In this book I present an unconventional perspective on some of the most interesting problems of logic and philosophical analysis. The philosophy of logic concerns itself with every aspect of the logic of thought and language, and the logic of thought and language, properly understood and applied, in turn provides a key that can help unlock philosophical puzzles and involve us in deeper, more interesting ones.

That there are forms of thought capable of being symbolized, and that these formalizations can be used to establish the logical, semantic, and other structural properties of sentences and deductive inferences, is itself a phenomenon worthy of reflection. Philosophical problems and logical conundrums are always expressed in a relatively sophisticated language. Sometimes philosophical difficulties are themselves self-created products of the languages and conceptual frameworks in which they arise. A crisis in logic or philosophy often points toward expressive limitations or unclarities in established patterns of thought and language by which its problems are imagined and articulated.

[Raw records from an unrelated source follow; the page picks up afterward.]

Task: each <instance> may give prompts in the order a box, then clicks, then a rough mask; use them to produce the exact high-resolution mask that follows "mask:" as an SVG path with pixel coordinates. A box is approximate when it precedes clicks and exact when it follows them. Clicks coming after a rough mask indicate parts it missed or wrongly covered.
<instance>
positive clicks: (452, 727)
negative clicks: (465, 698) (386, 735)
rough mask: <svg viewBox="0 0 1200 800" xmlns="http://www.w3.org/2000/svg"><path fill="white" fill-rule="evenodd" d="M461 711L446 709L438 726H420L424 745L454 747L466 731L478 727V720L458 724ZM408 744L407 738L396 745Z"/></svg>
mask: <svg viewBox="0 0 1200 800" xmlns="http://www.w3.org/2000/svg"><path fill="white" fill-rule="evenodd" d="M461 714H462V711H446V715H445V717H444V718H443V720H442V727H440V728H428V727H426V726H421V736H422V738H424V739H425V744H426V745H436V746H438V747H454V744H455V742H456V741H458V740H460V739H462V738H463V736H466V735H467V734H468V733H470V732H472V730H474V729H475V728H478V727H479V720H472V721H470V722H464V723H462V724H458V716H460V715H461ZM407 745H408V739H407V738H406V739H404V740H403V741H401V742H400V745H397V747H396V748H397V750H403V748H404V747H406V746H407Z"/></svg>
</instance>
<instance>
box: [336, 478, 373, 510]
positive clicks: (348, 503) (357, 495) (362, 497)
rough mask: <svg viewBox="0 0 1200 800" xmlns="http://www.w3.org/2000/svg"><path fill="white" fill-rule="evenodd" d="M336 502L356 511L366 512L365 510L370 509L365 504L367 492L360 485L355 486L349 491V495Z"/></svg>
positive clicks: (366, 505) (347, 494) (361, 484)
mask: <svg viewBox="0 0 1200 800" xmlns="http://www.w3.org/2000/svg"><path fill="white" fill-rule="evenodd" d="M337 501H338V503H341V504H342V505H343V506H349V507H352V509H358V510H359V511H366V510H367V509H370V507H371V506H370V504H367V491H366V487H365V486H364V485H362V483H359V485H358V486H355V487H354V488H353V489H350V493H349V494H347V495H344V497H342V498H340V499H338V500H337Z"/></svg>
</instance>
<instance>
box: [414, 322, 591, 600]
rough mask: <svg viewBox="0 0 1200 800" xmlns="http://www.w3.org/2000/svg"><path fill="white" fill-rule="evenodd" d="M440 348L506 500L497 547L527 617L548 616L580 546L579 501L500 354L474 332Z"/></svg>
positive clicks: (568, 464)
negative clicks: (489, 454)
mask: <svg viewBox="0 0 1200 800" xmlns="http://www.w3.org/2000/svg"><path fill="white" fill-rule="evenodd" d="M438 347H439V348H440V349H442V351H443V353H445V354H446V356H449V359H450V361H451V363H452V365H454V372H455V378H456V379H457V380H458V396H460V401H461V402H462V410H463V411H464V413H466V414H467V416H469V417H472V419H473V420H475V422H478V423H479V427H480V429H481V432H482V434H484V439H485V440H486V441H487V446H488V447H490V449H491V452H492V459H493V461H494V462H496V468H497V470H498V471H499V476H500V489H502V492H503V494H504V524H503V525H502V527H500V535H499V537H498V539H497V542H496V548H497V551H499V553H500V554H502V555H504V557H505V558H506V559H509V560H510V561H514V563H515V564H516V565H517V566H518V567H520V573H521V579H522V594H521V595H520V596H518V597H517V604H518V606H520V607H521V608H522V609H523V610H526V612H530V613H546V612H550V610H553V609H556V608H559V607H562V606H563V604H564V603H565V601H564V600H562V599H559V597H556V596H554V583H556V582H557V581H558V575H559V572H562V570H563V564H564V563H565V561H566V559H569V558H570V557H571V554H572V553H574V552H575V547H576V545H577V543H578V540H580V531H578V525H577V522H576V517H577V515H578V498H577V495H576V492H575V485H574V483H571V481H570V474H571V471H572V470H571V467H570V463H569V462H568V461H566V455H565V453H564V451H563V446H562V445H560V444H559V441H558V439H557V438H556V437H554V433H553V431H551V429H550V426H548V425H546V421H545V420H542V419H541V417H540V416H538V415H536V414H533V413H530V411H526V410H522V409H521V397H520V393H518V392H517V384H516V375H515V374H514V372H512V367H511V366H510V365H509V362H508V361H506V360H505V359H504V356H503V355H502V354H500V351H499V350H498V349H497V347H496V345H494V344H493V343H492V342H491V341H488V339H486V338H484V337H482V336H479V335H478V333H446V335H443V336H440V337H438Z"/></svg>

Where difficulties of expressive and problem-solving ability are encountered, we may try to expand or restrict our resources so that we can deal adequately with the challenges immediately at hand. We may introduce new or compress established distinctions, add new concepts, or eliminate troublesome categories, or confused or inapplicable terminologies. Logical analysis of the terms and sentences in which philosophical problems are formulated often provides a testing ground for innovations in the syntax and formal mechanisms of symbolic logic and in less rigorously developed refinements of ordinary thought and colloquial language.